Research demonstrates pressures upon adherents. Though certain accounts show that conservatives are more prone to avoid disconfirming information, reflecting the tendency of conservatives to seek psychological closure, others find that liberals are equally vulnerable. In a study of attitudes towards culture war issues such as marijuana, abortion and climate change, Frimer and colleagues discovered that liberals and conservatives both sought to avoid invalidating information, anticipating cognitive dissonance.
In a minority of cases, cognitive dissonance will persist and evolve. There is extensive research on religious doubt. This develops from cognitive dissonance, sometimes overwhelming believers and being associated with worse physical and mental health. Crucially, those who doubt are locked into folds, family and social lives being intertwined with belief. Such individuals face the Scylla of doubt and Charybdis of rejection.
Though ideology differs from religion, being more open and lacking a doctrine of posthumous punishment, there are parallel cases. As with religion, some people are locked into ideologies, working and socializing with similar people, limiting room for manoeuvre. For example, certain activists cannot revise their views without overhauling their lives. Though some might privately revise their positions, others will find this difficult, enduring mental conflict. There is little research on such people, yet mental and physical consequences may mirror religious doubt.
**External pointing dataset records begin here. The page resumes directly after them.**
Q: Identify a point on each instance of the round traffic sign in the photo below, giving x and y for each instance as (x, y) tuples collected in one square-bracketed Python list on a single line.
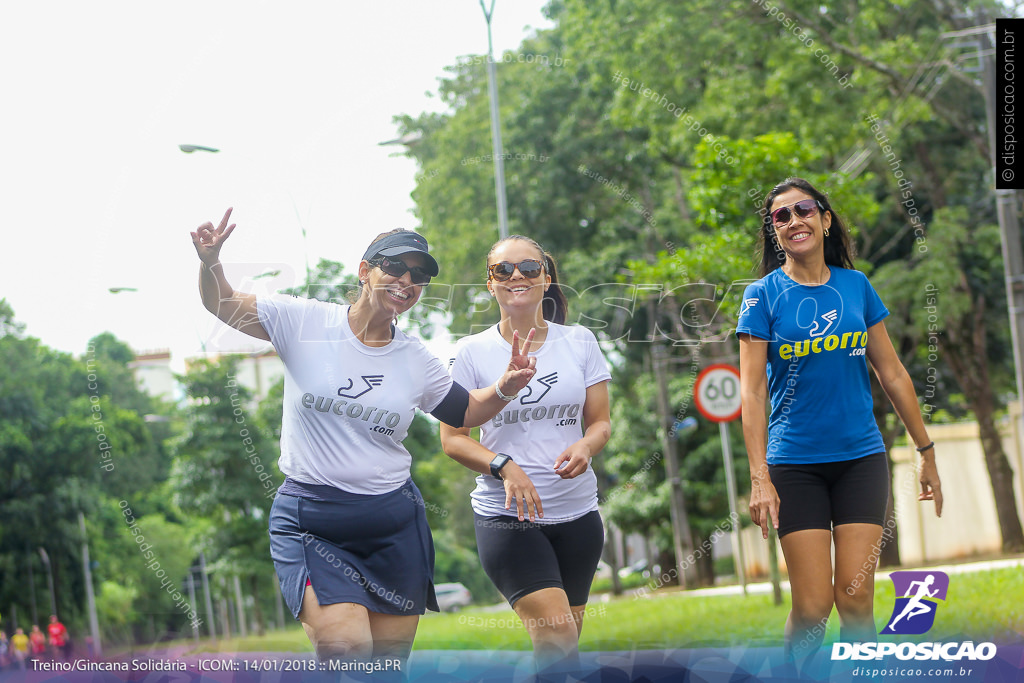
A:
[(717, 392)]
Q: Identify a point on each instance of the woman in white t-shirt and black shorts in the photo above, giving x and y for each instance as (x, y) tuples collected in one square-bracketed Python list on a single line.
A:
[(348, 531), (535, 455)]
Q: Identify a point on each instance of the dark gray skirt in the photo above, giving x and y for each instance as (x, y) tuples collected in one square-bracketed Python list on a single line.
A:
[(371, 550)]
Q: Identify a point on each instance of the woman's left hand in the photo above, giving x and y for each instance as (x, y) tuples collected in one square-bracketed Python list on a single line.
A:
[(931, 488), (522, 367), (573, 461)]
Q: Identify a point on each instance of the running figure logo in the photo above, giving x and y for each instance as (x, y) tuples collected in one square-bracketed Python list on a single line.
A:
[(916, 593), (370, 380)]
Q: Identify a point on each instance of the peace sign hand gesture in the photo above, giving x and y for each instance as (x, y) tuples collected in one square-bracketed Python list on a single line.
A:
[(522, 367), (208, 240)]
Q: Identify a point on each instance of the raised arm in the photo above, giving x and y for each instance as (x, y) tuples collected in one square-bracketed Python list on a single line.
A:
[(896, 383), (754, 393), (597, 424), (236, 308), (463, 449)]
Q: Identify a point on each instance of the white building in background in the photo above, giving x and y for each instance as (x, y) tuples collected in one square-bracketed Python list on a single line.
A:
[(257, 371)]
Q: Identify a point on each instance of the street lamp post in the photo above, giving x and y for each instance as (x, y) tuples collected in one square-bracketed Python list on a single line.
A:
[(49, 580), (496, 130)]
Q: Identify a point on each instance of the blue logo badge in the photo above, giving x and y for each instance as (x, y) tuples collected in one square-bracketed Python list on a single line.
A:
[(916, 593)]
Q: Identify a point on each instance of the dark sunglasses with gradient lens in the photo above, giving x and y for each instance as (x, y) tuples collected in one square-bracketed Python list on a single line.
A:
[(805, 209), (396, 268), (504, 269)]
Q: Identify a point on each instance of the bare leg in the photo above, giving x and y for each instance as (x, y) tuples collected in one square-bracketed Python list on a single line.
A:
[(337, 632), (808, 559), (856, 557), (552, 625)]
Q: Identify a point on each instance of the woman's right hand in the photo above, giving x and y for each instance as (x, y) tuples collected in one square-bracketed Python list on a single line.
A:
[(518, 487), (764, 503), (208, 240)]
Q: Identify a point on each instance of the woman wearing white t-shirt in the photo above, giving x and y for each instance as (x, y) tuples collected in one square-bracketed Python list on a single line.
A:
[(348, 531), (535, 455)]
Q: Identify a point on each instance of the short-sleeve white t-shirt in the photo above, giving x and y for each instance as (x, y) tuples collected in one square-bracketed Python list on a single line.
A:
[(347, 406), (542, 422)]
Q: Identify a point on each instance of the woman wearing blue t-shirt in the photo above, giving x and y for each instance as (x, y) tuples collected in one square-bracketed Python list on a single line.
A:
[(807, 330)]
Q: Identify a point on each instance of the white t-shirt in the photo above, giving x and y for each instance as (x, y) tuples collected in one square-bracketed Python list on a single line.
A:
[(542, 422), (347, 406)]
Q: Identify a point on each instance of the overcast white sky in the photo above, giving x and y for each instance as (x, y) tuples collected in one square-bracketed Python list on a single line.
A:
[(296, 96)]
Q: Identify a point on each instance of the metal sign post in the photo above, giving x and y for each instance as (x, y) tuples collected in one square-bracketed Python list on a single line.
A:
[(716, 394)]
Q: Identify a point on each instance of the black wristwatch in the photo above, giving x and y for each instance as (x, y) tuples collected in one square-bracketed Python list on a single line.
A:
[(500, 461)]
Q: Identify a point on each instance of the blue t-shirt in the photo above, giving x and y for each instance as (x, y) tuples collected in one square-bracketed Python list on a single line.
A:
[(817, 369)]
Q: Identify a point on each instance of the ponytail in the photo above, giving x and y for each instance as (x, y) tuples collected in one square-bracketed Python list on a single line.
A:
[(554, 307)]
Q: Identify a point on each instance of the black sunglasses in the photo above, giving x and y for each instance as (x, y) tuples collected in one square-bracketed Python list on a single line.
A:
[(803, 209), (504, 269), (397, 267)]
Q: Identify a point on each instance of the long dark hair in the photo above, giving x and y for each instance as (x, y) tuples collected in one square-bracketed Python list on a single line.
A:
[(839, 250), (554, 307), (354, 295)]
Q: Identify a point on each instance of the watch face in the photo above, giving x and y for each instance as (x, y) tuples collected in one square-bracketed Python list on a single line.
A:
[(500, 461)]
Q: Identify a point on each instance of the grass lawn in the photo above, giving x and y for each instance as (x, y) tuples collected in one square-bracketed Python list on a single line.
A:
[(980, 606)]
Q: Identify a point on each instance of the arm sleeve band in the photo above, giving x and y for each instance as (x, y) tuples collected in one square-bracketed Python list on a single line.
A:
[(452, 410)]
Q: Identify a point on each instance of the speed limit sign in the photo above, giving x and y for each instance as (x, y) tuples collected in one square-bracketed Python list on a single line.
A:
[(717, 392)]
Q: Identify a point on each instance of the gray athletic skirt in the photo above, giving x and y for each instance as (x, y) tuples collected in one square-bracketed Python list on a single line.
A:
[(371, 550)]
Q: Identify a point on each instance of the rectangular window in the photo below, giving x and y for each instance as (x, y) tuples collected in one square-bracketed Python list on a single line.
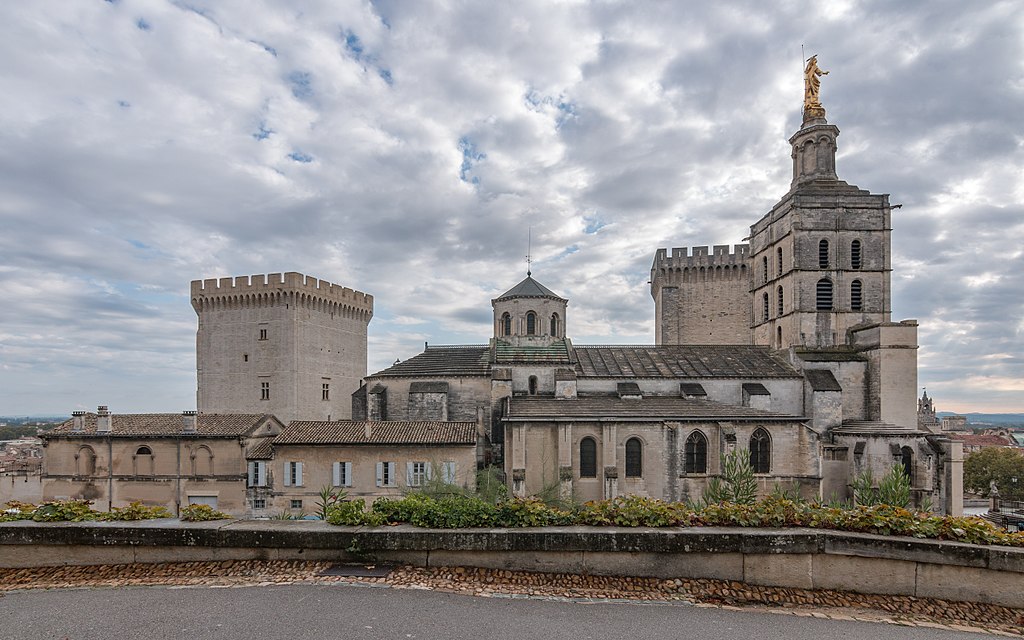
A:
[(416, 473), (257, 473), (385, 474), (342, 475), (293, 474)]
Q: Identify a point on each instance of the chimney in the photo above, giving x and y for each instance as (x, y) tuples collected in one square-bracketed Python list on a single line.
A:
[(102, 419), (188, 422)]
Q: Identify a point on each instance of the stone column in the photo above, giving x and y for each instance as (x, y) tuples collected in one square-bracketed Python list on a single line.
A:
[(609, 451)]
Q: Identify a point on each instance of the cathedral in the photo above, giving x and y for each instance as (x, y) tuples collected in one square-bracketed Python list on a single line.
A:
[(783, 348)]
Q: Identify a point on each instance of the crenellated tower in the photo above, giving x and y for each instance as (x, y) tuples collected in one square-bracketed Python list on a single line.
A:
[(701, 297), (285, 344)]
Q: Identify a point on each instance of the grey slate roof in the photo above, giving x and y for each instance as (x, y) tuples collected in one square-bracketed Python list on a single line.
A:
[(443, 360), (129, 425), (681, 361), (529, 288), (821, 380), (650, 408), (351, 432)]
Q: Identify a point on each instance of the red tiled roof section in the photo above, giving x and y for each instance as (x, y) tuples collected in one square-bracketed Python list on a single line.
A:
[(124, 425), (349, 432)]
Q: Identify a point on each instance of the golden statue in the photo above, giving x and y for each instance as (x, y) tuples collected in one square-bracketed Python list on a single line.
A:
[(812, 88)]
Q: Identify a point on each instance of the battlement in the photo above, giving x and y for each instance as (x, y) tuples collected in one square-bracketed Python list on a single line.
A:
[(699, 256), (288, 288)]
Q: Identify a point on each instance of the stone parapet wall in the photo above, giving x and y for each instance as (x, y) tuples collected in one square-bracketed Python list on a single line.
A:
[(793, 558)]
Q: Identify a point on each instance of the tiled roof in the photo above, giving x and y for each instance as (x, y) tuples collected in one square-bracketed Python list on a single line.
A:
[(681, 361), (557, 351), (821, 380), (351, 432), (262, 451), (443, 360), (126, 425), (529, 288), (650, 408)]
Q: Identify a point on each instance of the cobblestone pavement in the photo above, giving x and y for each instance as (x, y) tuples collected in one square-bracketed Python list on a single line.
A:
[(498, 584)]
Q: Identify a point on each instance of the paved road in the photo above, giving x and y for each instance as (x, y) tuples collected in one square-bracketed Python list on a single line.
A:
[(324, 611)]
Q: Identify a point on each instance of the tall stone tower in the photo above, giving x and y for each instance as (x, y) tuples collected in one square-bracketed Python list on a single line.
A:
[(289, 345), (820, 259)]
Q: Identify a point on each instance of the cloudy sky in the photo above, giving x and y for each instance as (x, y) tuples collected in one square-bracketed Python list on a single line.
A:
[(403, 148)]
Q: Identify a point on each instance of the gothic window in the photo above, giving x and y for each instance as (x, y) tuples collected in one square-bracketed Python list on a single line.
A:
[(634, 458), (761, 451), (588, 458), (695, 454), (824, 295), (855, 254), (906, 460)]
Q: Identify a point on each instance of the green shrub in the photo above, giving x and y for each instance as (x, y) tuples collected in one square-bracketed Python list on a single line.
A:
[(201, 513)]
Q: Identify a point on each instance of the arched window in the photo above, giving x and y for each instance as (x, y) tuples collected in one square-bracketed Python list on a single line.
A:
[(588, 458), (760, 451), (202, 461), (824, 295), (695, 454), (634, 458), (906, 459), (85, 462), (143, 461)]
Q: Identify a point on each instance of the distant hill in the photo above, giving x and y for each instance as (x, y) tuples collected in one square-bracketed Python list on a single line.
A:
[(1000, 419)]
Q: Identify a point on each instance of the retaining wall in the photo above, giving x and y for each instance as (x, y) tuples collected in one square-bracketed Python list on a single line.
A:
[(791, 557)]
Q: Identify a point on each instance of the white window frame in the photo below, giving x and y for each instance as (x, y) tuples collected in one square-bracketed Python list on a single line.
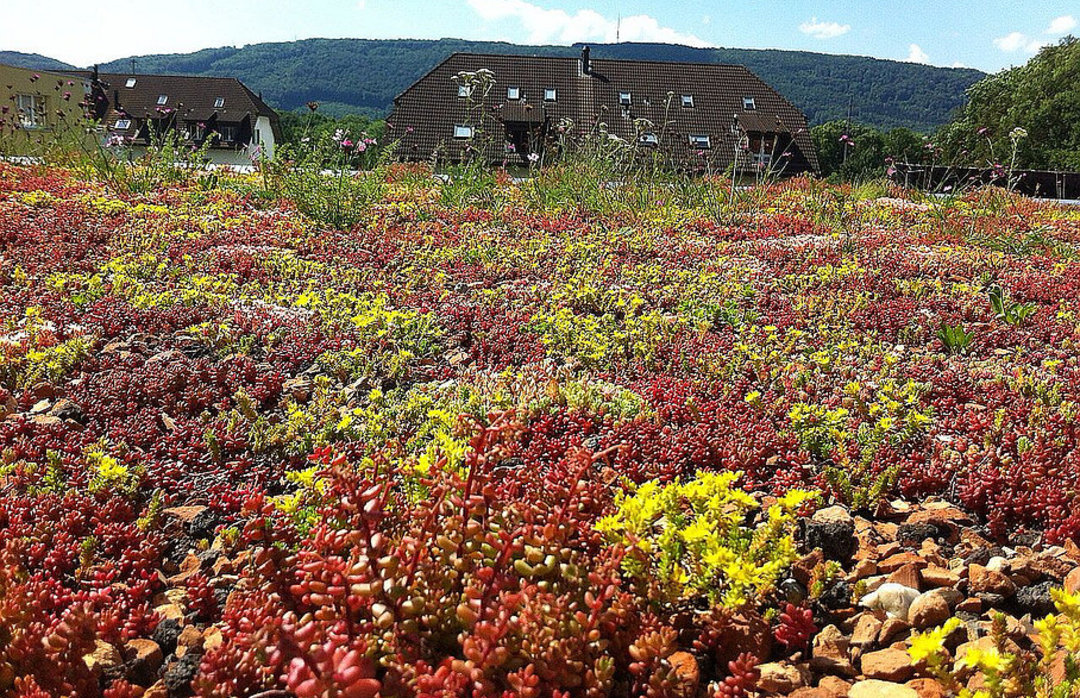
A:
[(31, 110), (700, 141), (228, 134)]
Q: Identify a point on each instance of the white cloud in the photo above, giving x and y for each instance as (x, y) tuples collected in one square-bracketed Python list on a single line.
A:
[(1018, 41), (1061, 26), (823, 29), (916, 54), (557, 26)]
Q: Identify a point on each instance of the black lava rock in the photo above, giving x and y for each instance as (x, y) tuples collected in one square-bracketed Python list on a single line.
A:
[(836, 539), (204, 524), (836, 596), (913, 534), (180, 673), (165, 634), (1036, 600)]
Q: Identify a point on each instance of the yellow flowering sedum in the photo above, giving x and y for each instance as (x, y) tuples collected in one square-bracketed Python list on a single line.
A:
[(691, 538)]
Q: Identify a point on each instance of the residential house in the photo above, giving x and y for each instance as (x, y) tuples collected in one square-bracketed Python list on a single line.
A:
[(233, 122), (694, 115), (37, 107)]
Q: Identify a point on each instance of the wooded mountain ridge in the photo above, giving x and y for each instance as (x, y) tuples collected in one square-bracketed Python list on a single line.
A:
[(363, 76)]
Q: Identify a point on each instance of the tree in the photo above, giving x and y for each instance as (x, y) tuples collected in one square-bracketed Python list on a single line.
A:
[(1041, 97), (859, 151)]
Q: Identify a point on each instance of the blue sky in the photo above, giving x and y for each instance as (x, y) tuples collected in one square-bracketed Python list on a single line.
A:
[(988, 35)]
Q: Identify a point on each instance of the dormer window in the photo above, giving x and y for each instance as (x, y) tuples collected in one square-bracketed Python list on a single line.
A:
[(228, 133)]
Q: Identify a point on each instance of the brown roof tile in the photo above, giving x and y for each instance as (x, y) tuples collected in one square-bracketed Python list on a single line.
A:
[(426, 112), (189, 97)]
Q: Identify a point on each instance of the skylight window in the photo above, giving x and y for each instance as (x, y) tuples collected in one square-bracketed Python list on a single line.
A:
[(700, 141)]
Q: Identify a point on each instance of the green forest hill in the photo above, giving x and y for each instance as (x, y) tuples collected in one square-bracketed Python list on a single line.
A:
[(362, 76)]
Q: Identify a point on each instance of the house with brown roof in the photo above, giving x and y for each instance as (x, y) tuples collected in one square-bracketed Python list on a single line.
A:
[(691, 113), (38, 108), (233, 122)]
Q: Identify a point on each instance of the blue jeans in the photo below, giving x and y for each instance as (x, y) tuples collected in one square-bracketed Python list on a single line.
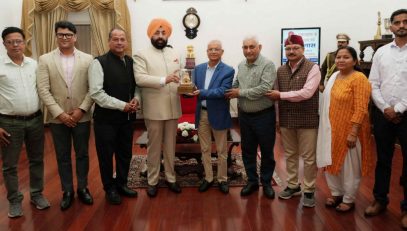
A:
[(258, 129), (385, 133), (63, 137), (31, 132)]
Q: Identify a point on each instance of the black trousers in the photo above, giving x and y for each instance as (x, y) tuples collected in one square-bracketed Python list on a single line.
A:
[(258, 129), (117, 140), (385, 133)]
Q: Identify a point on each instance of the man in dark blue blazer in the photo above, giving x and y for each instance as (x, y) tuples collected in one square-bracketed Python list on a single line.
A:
[(212, 114)]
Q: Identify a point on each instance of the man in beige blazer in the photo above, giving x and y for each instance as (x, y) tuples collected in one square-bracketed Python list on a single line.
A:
[(62, 82), (156, 72)]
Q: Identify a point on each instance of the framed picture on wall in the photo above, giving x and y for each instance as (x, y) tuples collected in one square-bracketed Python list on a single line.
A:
[(312, 39)]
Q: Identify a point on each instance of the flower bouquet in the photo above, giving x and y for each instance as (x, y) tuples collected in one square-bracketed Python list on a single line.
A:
[(186, 133)]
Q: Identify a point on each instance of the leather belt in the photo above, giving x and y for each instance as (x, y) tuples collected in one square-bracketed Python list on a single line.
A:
[(257, 113), (19, 117)]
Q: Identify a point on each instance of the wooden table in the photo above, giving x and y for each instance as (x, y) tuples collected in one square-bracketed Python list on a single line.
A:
[(188, 150)]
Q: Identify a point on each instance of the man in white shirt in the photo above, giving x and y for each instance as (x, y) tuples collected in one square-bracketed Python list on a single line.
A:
[(20, 122), (388, 77), (62, 82)]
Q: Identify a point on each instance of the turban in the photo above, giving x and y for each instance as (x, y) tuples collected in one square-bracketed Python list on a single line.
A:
[(342, 37), (294, 39), (157, 23)]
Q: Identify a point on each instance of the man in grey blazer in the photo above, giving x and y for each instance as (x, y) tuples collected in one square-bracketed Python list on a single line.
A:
[(62, 82)]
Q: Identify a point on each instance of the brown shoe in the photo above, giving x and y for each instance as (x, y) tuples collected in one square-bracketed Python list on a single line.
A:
[(375, 209), (404, 220)]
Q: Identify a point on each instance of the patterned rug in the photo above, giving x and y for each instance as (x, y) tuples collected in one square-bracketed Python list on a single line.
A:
[(189, 172)]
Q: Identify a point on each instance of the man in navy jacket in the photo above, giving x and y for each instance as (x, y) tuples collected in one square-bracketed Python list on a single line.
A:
[(212, 114)]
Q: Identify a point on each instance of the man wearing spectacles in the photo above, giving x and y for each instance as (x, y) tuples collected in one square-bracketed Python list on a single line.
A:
[(297, 95), (113, 87), (255, 77), (20, 122), (212, 115), (62, 81)]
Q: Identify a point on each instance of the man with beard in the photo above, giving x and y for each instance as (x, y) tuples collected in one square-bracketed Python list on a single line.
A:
[(297, 83), (328, 66), (156, 71), (388, 77), (113, 88)]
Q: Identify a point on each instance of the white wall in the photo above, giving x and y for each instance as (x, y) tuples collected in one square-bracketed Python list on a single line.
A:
[(231, 20), (10, 16)]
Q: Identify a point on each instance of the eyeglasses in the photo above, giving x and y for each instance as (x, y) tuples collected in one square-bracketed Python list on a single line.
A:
[(17, 42), (292, 48), (251, 47), (213, 50), (66, 35)]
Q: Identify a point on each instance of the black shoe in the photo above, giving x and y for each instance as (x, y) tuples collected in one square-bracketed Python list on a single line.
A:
[(249, 188), (126, 191), (152, 190), (205, 185), (268, 191), (113, 197), (224, 187), (173, 187), (84, 196), (67, 200)]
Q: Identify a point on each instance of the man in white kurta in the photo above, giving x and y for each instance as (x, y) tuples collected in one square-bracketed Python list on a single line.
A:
[(156, 72)]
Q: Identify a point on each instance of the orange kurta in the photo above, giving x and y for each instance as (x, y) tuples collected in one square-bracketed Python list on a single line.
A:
[(348, 105)]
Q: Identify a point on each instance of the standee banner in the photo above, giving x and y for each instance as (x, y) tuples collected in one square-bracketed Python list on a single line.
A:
[(311, 37)]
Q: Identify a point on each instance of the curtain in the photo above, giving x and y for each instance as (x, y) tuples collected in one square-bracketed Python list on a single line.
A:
[(101, 23), (104, 14)]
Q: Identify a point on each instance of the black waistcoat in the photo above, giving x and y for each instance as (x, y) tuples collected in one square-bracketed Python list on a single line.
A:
[(118, 82)]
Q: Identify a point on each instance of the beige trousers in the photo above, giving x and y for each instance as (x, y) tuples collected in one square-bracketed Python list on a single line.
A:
[(346, 184), (205, 140), (161, 137), (300, 143)]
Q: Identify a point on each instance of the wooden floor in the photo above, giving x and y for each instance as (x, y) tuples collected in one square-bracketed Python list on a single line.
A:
[(192, 210)]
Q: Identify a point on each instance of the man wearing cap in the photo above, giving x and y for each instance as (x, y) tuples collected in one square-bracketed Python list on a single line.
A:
[(328, 66), (113, 88), (296, 89), (156, 72), (257, 117)]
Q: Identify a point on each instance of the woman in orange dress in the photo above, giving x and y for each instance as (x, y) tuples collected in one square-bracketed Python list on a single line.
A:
[(343, 146)]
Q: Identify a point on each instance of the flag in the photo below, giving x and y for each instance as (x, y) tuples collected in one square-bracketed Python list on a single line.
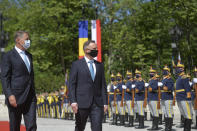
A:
[(83, 36), (96, 36)]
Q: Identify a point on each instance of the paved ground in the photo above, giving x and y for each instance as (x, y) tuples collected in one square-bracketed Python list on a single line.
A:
[(45, 124)]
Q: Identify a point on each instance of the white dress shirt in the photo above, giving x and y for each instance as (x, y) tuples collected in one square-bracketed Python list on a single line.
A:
[(22, 53), (94, 66)]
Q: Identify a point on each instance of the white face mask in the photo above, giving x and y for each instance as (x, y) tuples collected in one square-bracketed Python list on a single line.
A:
[(27, 44)]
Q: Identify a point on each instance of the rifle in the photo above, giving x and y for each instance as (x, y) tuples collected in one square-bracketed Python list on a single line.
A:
[(195, 101), (159, 97), (114, 95), (146, 95), (121, 104), (133, 95)]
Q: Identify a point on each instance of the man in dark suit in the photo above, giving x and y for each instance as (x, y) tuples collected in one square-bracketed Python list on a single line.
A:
[(18, 84), (87, 89)]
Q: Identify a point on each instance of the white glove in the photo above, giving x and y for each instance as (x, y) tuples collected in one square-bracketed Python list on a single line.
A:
[(115, 87), (124, 87), (146, 84), (160, 84), (190, 83), (195, 80)]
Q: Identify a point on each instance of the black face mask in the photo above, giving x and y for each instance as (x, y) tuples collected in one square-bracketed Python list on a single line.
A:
[(112, 79), (93, 53), (128, 77), (137, 76), (179, 70), (151, 75), (118, 79), (195, 74), (165, 73)]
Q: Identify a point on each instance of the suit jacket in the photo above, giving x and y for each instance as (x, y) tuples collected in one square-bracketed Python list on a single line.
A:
[(82, 89), (16, 80)]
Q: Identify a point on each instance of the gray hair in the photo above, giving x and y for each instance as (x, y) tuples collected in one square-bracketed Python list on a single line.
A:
[(87, 43), (19, 34)]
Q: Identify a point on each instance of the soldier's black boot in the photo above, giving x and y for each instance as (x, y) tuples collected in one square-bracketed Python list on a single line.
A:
[(195, 127), (170, 123), (136, 117), (145, 116), (130, 124), (155, 124), (187, 125), (181, 123), (160, 119), (141, 122), (104, 118)]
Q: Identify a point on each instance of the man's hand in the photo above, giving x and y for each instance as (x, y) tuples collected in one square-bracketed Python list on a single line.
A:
[(12, 101), (74, 107), (105, 108)]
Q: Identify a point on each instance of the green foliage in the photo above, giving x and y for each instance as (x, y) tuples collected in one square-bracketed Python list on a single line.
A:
[(135, 34)]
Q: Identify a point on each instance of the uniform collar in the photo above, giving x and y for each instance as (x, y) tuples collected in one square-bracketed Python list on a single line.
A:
[(19, 50), (87, 60)]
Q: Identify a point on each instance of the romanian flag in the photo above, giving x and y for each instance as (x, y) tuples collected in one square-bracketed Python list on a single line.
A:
[(83, 36), (96, 36)]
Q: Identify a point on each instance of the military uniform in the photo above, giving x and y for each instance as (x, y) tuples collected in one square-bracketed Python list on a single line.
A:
[(38, 106), (139, 98), (167, 98), (153, 99), (50, 108), (112, 101), (46, 105), (42, 106), (193, 94), (128, 99), (183, 96), (120, 103)]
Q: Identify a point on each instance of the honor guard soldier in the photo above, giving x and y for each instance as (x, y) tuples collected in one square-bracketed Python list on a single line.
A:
[(50, 108), (159, 99), (194, 95), (129, 98), (153, 99), (66, 103), (46, 104), (112, 100), (139, 97), (120, 96), (60, 101), (38, 106), (183, 96), (42, 105), (167, 88)]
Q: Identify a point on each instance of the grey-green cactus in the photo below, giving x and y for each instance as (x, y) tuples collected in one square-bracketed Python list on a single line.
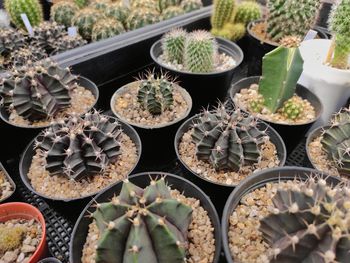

Ideology is inescapable. To some extent, everyone is under its influence. But that does not mean that all are equally ideological; thinking people can adopt flexible stances, mixing traditions. Given the imperfections of ideology, I prefer this approach. Alas, we are living in an age of heightened ideology, many people, particularly the young, adopting rigid and extreme positions. Adherents proclaim the benefits of these perspectives, yet we seldom hear from those who have become disheartened. But in the future, many may regret their stances; they would not be the first to do so.